JM: Passemos a um tópico que quase todo mundo no poker é familiarizado: seus livros. A introdução de sua primeira obra diz que no-limit hold’em é um “jogo amplo e complexo”, e que você não poderia espremer tudo em um único volume. De todas as estratégias, conceitos e dicas que você aborda na série “Harrington no Hold’em”, quais são os mais importantes para o sucesso a longo prazo?
DH: Uma das coisas mais importante é permanecer dentro de seu limite. Eu já vi muitos jogadores fracos obterem sucesso no jogo simplesmente porque reconhecem suas limitações e não vão além. Você não precisa ser o melhor da partida. Precisa apenas jogar contra oponentes mais fracos do que você. Em última análise, é preciso apenas se conhecer e jogar bem no nível em que está.
JM: Após escrever a série, houve aspectos de seu próprio jogo que melhoraram?
DH: Ah, 100%. Meu jogo melhorou consideravelmente durante a confecção do livro. Muitos jogadores disseram que eu não falei nada de revolucionário. Os bons jogadores entendem o que todas essas manobras significam, mas o livro ajuda a priorizá-las. Quando você joga há muito tempo, esquece que a posição é mais importante do que a força de sua mão. O livro realmente me ajudou a saber de novo o que priorizar quando eu jogava. Eu sabia que do mesmo modo como os livros de poker continham informações, precisavam de atualizações. Foi aí que o xadrez entrou em cena. O xadrez tinha 600-700 anos de informação, e eles aprenderam como fazer isso. O poker estava em sua infância, e eles não sabiam como. É bem verdade que houve alguns bons jogadores que escreverem livros interessantes, mas, francamente, eles não traziam informações de maneira palatável. Muitos deles diziam: “Eu sabia que essa pessoa desistiria se eu fizesse tal aposta”. Bem, isso é muito bom, mas, enquanto leitor, como você saberia que aquela pessoa ia dar fold? O que ocorreu durante o processo de decisão? Eu sabia, por causa do xadrez, que era isso que as pessoas queriam, e elas queriam que isso fosse colocado de maneira esclarecedora.
JM: Que tipo de críticas (se é que ocorreram) você recebeu de colegas jogadores depois que a série foi lançada?

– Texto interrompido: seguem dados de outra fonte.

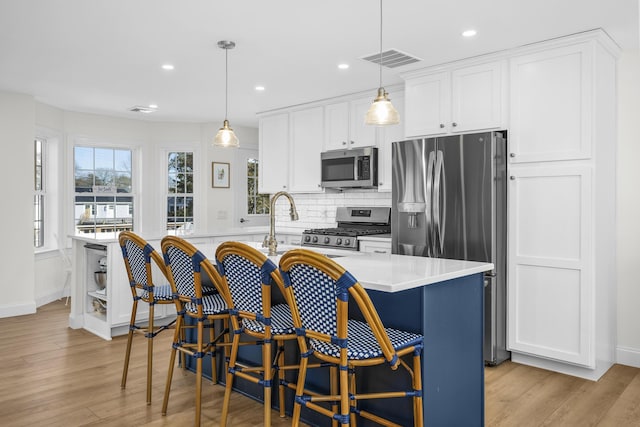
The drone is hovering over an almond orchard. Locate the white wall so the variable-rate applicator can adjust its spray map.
[25,102,258,317]
[616,51,640,367]
[0,92,36,317]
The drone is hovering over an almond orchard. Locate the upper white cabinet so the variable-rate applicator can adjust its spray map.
[324,94,378,150]
[403,60,506,138]
[258,107,324,194]
[258,113,289,194]
[507,31,618,379]
[509,44,594,163]
[289,107,324,193]
[378,93,404,192]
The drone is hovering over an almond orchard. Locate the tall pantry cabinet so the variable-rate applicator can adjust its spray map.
[507,30,618,379]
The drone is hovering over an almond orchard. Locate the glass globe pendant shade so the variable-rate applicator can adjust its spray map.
[213,119,240,147]
[364,87,400,126]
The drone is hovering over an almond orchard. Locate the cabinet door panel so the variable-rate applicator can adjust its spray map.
[510,45,592,162]
[349,94,380,147]
[258,113,289,193]
[378,93,404,191]
[507,166,595,367]
[290,107,324,193]
[404,73,451,138]
[324,102,350,150]
[451,62,503,132]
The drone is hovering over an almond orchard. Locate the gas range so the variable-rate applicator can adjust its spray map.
[302,207,391,251]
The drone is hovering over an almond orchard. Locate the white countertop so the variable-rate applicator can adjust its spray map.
[210,242,494,292]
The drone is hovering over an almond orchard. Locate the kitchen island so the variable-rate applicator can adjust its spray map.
[204,249,493,426]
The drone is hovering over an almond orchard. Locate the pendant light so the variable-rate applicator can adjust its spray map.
[213,40,240,147]
[364,0,400,126]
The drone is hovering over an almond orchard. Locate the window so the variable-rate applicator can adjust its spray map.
[167,151,193,230]
[33,139,46,248]
[247,158,269,215]
[74,146,134,237]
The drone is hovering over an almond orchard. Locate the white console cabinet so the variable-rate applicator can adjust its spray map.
[507,31,617,379]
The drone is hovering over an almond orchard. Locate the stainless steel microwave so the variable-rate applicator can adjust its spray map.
[320,147,378,188]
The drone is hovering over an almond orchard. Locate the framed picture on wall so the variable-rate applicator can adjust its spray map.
[211,162,229,188]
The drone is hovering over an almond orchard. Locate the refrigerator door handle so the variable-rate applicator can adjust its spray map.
[425,151,436,257]
[433,150,447,256]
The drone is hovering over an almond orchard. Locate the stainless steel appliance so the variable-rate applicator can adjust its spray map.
[320,147,378,188]
[302,206,391,251]
[391,132,510,365]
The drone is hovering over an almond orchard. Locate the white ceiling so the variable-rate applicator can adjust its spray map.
[0,0,639,127]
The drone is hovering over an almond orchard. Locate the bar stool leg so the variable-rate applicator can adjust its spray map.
[146,301,155,405]
[120,300,138,388]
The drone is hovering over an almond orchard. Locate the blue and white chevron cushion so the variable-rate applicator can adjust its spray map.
[242,304,295,335]
[124,240,149,285]
[141,285,173,301]
[184,294,227,315]
[309,320,422,360]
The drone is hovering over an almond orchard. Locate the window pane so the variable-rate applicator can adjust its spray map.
[74,147,134,235]
[74,147,93,170]
[115,150,131,175]
[167,152,194,230]
[95,148,114,170]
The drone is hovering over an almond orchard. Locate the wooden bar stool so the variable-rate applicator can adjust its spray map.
[161,236,229,426]
[216,242,298,427]
[280,249,423,427]
[118,231,175,405]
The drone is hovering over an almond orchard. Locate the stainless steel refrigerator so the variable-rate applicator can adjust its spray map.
[391,132,510,365]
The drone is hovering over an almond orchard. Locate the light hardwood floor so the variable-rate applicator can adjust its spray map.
[0,301,640,427]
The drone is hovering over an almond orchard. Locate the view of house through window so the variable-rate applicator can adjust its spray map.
[167,152,193,231]
[33,139,45,248]
[74,146,134,236]
[247,159,269,215]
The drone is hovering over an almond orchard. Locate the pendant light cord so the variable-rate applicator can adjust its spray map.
[224,45,229,120]
[378,0,382,87]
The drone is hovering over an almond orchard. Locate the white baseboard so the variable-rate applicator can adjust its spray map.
[0,301,36,317]
[616,347,640,368]
[511,351,614,381]
[36,291,66,307]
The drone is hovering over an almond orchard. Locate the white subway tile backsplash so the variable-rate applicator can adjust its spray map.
[276,190,391,232]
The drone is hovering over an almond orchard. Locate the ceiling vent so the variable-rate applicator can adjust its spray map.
[362,49,422,68]
[129,105,156,114]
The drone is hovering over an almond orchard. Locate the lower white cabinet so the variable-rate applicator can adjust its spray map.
[507,31,617,380]
[508,166,595,367]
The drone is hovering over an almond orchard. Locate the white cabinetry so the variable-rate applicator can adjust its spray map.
[358,237,391,254]
[259,107,324,194]
[403,60,506,138]
[378,93,404,192]
[289,107,324,193]
[258,113,289,193]
[324,94,378,150]
[507,32,617,379]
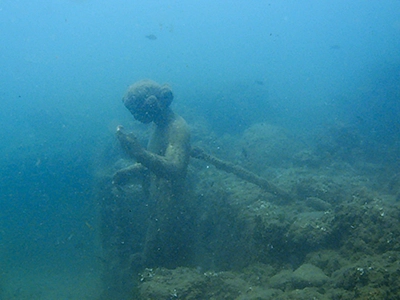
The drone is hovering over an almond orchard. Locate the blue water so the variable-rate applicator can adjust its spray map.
[0,0,400,299]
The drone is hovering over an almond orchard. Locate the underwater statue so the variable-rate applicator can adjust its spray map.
[113,80,192,268]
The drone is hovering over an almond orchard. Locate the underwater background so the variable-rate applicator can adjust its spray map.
[0,0,400,299]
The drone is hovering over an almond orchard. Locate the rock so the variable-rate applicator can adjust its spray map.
[292,264,330,289]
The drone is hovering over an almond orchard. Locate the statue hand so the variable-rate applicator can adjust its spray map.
[116,125,144,158]
[112,170,130,185]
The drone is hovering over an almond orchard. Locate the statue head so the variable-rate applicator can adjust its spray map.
[122,80,174,123]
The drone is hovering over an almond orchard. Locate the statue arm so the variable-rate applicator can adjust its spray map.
[112,163,147,185]
[117,122,190,179]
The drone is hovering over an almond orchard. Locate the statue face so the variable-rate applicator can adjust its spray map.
[122,80,173,124]
[125,95,161,124]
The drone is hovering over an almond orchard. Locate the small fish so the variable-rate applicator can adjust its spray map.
[146,34,157,41]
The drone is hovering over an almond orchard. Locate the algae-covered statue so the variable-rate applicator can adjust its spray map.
[113,80,191,268]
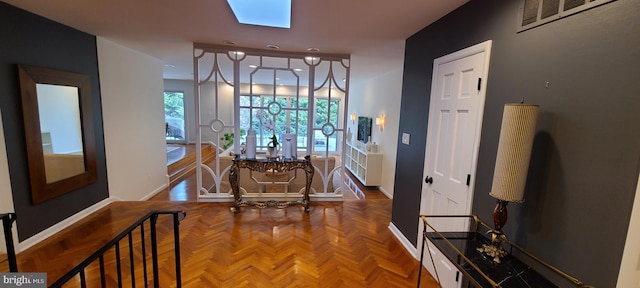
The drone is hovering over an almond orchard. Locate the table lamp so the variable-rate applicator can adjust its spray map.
[478,100,538,262]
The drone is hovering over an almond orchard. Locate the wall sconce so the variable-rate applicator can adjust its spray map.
[376,114,384,131]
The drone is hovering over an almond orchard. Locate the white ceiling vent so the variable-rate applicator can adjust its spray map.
[518,0,615,32]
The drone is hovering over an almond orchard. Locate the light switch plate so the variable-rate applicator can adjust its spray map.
[402,133,411,145]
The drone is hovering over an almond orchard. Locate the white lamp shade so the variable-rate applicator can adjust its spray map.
[489,104,538,202]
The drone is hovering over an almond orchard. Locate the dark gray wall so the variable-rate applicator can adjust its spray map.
[0,2,109,240]
[392,0,640,287]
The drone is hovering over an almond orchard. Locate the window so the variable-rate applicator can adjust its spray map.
[518,0,613,32]
[164,91,186,142]
[240,95,340,151]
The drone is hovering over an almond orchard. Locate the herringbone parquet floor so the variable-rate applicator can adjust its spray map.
[0,159,438,287]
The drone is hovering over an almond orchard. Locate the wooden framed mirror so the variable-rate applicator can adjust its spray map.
[18,65,97,204]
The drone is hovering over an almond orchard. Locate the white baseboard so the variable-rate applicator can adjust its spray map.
[140,175,169,201]
[15,198,119,253]
[378,186,393,199]
[389,222,420,260]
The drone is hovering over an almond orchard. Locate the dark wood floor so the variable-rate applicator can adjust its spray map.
[0,147,438,287]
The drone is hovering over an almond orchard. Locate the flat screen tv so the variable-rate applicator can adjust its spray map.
[358,116,373,143]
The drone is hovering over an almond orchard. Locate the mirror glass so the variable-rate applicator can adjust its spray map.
[36,84,85,183]
[18,65,97,204]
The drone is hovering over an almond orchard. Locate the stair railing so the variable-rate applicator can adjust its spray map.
[49,211,187,288]
[0,213,18,272]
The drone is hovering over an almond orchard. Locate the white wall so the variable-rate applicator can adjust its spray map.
[616,175,640,288]
[347,55,403,198]
[0,108,18,253]
[97,37,169,200]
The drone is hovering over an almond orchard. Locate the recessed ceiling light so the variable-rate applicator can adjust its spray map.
[227,0,291,28]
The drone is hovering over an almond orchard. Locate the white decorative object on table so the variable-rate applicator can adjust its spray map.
[247,129,256,159]
[282,138,292,159]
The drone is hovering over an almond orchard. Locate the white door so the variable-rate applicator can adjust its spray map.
[419,41,491,288]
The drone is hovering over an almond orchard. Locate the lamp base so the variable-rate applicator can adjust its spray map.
[477,199,509,263]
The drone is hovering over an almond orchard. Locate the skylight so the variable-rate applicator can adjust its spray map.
[227,0,291,28]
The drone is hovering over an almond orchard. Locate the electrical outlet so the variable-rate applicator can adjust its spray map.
[402,133,411,145]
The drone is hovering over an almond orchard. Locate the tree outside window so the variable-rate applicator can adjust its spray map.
[240,95,340,151]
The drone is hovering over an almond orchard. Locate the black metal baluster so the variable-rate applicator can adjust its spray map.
[0,213,18,272]
[100,254,107,288]
[80,269,87,288]
[140,221,149,288]
[116,242,122,288]
[173,212,182,288]
[151,214,160,288]
[128,231,136,288]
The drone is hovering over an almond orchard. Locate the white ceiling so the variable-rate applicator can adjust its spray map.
[2,0,468,80]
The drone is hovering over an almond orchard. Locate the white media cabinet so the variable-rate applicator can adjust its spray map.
[344,143,382,186]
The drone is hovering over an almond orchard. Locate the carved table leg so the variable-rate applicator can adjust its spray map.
[302,156,315,212]
[229,163,242,213]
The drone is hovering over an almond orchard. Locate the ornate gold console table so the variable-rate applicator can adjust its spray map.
[229,155,315,213]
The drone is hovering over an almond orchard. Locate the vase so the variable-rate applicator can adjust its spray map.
[267,147,278,158]
[246,129,256,159]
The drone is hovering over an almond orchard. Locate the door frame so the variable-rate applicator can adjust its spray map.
[416,40,492,248]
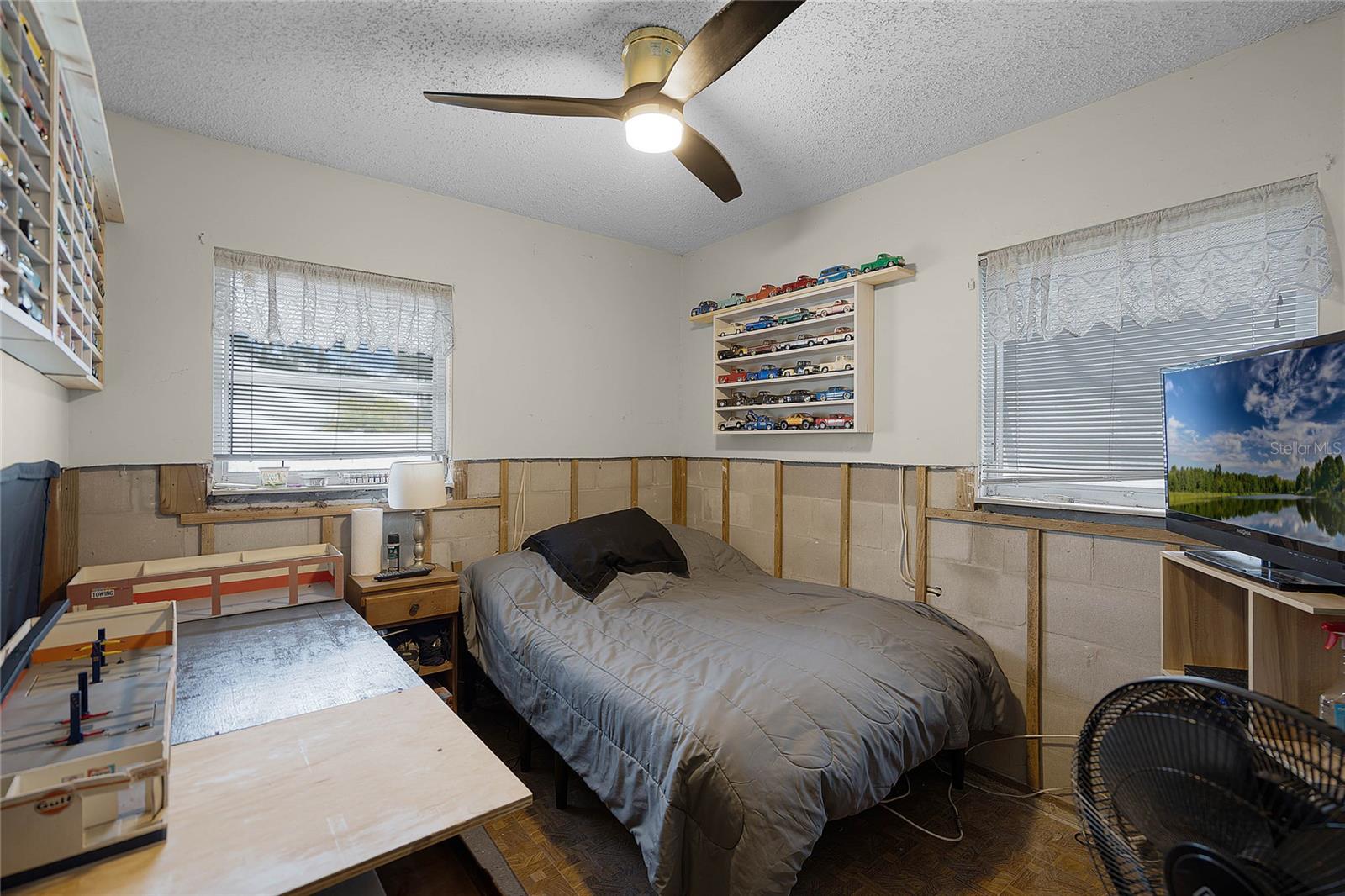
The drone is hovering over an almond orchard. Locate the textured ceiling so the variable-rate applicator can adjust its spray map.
[89,0,1345,253]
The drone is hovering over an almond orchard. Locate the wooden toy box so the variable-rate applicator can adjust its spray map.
[66,545,345,621]
[0,601,177,888]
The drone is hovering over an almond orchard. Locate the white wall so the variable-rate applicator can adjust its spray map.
[682,13,1345,466]
[0,352,70,466]
[66,116,681,466]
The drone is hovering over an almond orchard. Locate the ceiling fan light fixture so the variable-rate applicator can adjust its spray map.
[625,103,682,152]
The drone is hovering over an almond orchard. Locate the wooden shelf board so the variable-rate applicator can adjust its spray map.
[715,398,854,414]
[688,265,916,323]
[715,426,873,436]
[715,311,854,345]
[715,340,854,370]
[1163,551,1345,616]
[715,370,854,392]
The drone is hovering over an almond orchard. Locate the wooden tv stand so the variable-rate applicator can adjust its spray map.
[1159,551,1345,716]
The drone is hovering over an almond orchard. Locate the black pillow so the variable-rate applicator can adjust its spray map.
[523,507,688,600]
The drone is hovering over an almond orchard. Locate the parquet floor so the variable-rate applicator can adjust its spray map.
[466,689,1105,896]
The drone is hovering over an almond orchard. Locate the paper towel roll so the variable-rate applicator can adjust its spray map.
[350,507,383,576]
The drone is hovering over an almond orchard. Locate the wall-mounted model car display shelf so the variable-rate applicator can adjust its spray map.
[0,0,121,390]
[710,277,877,435]
[688,259,916,323]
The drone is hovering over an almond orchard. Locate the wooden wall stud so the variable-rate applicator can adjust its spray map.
[500,460,509,554]
[570,460,580,522]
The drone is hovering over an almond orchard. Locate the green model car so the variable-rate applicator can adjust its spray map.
[859,251,906,273]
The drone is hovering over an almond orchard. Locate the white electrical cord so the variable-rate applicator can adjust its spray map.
[504,460,531,551]
[878,735,1079,844]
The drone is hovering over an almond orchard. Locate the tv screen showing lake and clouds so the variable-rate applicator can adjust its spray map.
[1163,342,1345,551]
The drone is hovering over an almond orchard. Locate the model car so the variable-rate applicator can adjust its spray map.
[748,365,789,379]
[812,298,854,318]
[776,332,818,351]
[816,265,859,287]
[818,327,854,345]
[784,361,827,377]
[812,386,854,401]
[775,414,812,430]
[775,308,816,324]
[859,251,906,273]
[742,412,775,430]
[780,275,818,292]
[720,345,752,361]
[717,367,751,382]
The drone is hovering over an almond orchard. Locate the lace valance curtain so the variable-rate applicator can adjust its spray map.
[215,249,453,358]
[982,175,1333,343]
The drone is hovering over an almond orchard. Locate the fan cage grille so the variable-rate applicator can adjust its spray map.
[1073,677,1345,896]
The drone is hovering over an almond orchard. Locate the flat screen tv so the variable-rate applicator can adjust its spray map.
[1163,326,1345,591]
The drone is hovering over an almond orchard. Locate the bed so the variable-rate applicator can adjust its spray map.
[462,526,1010,896]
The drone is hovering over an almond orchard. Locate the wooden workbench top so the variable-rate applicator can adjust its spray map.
[13,686,531,896]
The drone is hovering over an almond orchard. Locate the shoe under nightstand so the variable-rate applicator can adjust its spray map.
[345,565,462,713]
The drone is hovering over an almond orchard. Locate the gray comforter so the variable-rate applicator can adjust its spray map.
[462,526,1009,896]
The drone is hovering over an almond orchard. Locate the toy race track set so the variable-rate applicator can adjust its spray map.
[0,601,177,888]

DH: Ah, recebi muitas. Inclusive, um famoso incidente aconteceu com Erik Seidel. Erik pegou uma crítica da Amazon, me enviou e disse: “Vai se f----, Harrington!” E alguns dias depois, ele pegou outra crítica da Amazon, me enviou, e disse: “Vai se f---- de novo, Harrington!” Depois, uma vez ele chegou para mim e disse: “Eu espero que você esteja feliz com os $50.000 que você ganhou com esses livros”. Eu disse: “Erik, eu quero que você se sinta melhor... Eu ganhei bem mais do que $50.000 com o livro, então espero que você se sinta melhor” (rindo).
JM: Fale-me sobre a próxima série: cash games de no-limit hold’em. Quando ela estará nas prateleiras?
DH: Ela sairá no máximo em março de 2008. Serão dois livros que vão ser lançados em um intervalo bem pequeno, provavelmente de um mês. A ênfase será na dissecação de teorias sobre cash games e poker em geral.
JM: O estilo loose-aggressive parece ser o preferido de muitos jogadores que têm obtido resultados impressionantes ultimamente. O que você pensa a respeito dessa abordagem do jogo?
DH: Eu acho que a maioria dos estilos funciona, dependendo da pessoa que os emprega. Não importa seu estilo, você deve perceber que não pode manter-se constantemente no mesmo estilo, pois isso dá muita vantagem a seu oponente. Se você for agressivo contra mim o tempo inteiro, faz com que seja muito fácil para mim enfrentá-lo, pois eu sei que seu padrão de mãos é muito fraco e eu tenho um padrão que será bem maior — bem, adivinhe o que acontecerá. Eu irei contra-atacar, e se eu achar que você descarta sua mão sempre que eu ataco, pensarei: “OK, ótimo. Eu posso contra-atacar com mãos mais fracas até achar um ponto de equilíbrio”. Abraçar um estilo em qualquer extremo, seja loose ou tight, é errado. A única razão pela qual eu não sou mais agressivo é porque dá muito trabalho. É preciso ser muito jovem para ter essa energia (rindo).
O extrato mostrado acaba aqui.